The photographer in the movie makes a statement in reference to what is happening in Rwanda and the footage that he took that day, "If people see this they’ll say ‘Oh my God. That’s horrible,' Then they'll go on eating their dinners.” Is this an accurate statement in terms of how people today react to current atrocities? Why? Why not?

Wednesday, December 5, 2007

Hate Hits Home

Today in the Gazette and article was published stating that Pat McAfee, the WVU kicker, has been receiving death threats and his personal property has been vandalized for his lack of accuracy in the WVU-Pitt game. Honestly, what kind of a world are we living in when people are threatening a life and vandalizing personal property over a football game? For that matter, threatening a life and vandalizing personal property is never acceptable behavior. I am a die hard Mountie fan, but where does one draw the line?! It's absolutely absurd.

Can anyone draw any relation between what we have been talking about in class and this real world situation????

Tuesday, December 4, 2007

Afternoon Thought

I didn't have an email account or really use the web that much until the middle of my undergraduate studies in college. Computers in schools were a BIG deal when I was in high school. It was virtually unheard of to have a PC in schools during my parents' tenure.
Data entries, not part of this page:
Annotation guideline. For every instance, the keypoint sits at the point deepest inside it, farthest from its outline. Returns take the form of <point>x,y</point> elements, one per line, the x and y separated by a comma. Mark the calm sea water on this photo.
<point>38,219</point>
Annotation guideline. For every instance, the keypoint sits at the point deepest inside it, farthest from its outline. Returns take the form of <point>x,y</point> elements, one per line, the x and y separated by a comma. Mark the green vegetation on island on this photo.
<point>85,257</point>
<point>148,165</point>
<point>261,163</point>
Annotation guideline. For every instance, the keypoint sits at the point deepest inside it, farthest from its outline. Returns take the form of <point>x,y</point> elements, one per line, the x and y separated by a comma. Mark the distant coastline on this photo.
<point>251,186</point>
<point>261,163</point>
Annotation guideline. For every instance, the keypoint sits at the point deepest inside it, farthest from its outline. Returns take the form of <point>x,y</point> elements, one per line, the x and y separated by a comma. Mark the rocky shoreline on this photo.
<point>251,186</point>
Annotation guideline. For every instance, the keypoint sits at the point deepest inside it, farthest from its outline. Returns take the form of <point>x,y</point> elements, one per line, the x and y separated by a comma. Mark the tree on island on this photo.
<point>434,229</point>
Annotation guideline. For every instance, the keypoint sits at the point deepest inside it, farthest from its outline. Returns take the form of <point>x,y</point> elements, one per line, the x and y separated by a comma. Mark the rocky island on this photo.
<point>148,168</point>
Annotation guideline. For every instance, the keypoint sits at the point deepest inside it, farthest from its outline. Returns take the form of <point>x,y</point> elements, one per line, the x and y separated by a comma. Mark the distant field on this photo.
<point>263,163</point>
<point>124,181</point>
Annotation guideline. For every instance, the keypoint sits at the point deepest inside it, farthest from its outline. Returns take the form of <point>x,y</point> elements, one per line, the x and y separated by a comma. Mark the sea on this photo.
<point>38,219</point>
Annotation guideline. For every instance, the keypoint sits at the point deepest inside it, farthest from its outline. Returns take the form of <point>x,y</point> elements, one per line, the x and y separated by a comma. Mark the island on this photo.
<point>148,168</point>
Thinking about how much statewide, national, and global communication we now have, it makes it much easier to access, gather, research, and share data with millions of people in virtual seconds. In some respect it makes it much easier to find answers to questions, but it also makes a lot of the information that we find incredibly unreliable. (You all know how much I despise that w***pedia site.) It leads me to two questions:

1. Has the development of technology and means of global communication placed more of a spotlight on teaching tolerance?

and

2. What do you think tolerance education is like in other countries? For instance, how do you think the unit that we are finishing is perceived in Germany, Africa, Central America, etc.?

Potpourri

This blurb appeared in the 12/03/07 Gazette:

"Some history classes in northern England have stopped mentioning the Holocaust, on grounds that it offends Muslim students, whose families claim that the Nazi extermination of Jews never happened. Good grief."